As atividades propostas foram elaboradas visando promover a autonomia no uso da linguagem, incentivando as crianças a se comunicarem com confiança e a responderem perguntas sobre histórias narradas. Ao longo da semana, os alunos também terão a chance de registrar seu primeiro nome, estimulando a escrita desde os primeiros anos. Este plano tem como intuito não apenas promover a comunicação verbal, mas também integrar a escuta, o pensamento e a imaginação, elementos fundamentais para o aprendizado na Educação Infantil.

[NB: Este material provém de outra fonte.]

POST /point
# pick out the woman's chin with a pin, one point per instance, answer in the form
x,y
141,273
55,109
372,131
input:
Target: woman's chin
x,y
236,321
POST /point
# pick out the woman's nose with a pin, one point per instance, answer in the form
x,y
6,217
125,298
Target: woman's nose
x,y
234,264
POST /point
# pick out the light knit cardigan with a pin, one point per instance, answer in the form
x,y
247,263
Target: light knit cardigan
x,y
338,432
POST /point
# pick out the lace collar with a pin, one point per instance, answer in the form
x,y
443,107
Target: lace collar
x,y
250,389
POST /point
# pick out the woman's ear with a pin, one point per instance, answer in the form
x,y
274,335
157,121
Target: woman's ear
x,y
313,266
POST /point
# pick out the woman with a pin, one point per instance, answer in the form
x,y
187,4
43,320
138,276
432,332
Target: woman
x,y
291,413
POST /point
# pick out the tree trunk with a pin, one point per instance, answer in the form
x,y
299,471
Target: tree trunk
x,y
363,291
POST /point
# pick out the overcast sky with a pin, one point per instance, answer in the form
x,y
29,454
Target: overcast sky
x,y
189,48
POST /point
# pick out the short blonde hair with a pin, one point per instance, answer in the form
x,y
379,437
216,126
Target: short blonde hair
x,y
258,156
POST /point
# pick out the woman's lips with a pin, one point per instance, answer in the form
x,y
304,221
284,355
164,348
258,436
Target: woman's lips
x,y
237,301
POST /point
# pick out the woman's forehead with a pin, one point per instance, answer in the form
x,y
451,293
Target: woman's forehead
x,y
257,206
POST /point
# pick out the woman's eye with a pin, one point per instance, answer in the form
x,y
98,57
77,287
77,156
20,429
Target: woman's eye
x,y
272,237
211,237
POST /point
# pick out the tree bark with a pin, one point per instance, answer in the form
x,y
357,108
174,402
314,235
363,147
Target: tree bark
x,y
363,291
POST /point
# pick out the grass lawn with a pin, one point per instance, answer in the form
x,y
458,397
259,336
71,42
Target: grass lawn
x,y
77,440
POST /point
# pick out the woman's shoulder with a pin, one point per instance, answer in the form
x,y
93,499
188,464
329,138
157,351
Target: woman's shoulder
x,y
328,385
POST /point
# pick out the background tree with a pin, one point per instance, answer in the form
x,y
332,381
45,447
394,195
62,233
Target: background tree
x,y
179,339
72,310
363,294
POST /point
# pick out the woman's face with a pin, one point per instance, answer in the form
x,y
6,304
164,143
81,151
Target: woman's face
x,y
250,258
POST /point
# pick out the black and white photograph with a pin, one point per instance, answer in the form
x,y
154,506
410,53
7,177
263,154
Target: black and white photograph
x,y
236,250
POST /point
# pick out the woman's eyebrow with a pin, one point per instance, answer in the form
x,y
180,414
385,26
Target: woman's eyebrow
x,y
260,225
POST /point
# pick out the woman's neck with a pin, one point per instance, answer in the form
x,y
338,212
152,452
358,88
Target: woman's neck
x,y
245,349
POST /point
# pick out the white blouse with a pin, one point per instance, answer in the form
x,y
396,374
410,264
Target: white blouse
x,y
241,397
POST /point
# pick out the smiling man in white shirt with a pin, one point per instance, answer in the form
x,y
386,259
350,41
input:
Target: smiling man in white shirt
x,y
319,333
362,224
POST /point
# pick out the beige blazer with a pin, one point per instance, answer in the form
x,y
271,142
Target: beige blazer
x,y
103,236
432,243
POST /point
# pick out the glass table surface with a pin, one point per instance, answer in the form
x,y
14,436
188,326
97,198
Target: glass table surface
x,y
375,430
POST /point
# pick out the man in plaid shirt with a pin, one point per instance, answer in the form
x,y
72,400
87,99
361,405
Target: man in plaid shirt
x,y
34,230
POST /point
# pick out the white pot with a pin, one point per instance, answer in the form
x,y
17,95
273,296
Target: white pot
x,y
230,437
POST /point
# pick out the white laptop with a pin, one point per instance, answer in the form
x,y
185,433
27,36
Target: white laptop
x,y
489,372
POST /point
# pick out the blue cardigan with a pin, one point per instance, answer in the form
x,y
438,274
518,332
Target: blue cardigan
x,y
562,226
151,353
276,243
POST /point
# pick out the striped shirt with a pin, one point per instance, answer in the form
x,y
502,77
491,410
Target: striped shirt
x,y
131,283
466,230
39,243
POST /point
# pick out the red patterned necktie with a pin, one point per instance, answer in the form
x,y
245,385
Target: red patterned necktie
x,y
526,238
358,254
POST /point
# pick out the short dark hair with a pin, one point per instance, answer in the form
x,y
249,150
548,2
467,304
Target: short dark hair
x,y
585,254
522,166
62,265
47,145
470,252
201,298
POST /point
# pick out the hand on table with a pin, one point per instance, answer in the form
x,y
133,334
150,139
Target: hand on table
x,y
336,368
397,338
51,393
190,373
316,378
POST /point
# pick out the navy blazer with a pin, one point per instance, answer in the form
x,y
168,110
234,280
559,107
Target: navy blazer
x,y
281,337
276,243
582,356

Tema: Comunicar com autonomia e interagir em conversas coletivas
Duração: 100 minutos
Etapa: Educação Infantil
Sub-etapa: Crianças pequenas (4 anos a 5 anos e 11 meses)
Faixa Etária: 4 a 5 anos
Objetivo Geral:
Promover a comunicação oral e a interação social entre as crianças, por meio da narração de histórias e do registro do próprio nome, utilizando o tema de povos originários como inspiração.
Objetivos Específicos:
– Desenvolver a habilidade de comunicar ideias, desejos e sentimentos usando a linguagem oral.
– Fomentar a interação em conversas coletivas, respeitando turnos de fala e ouvindo os colegas.
– Incentivar a resposta a perguntas sobre histórias narradas, promovendo a compreensão.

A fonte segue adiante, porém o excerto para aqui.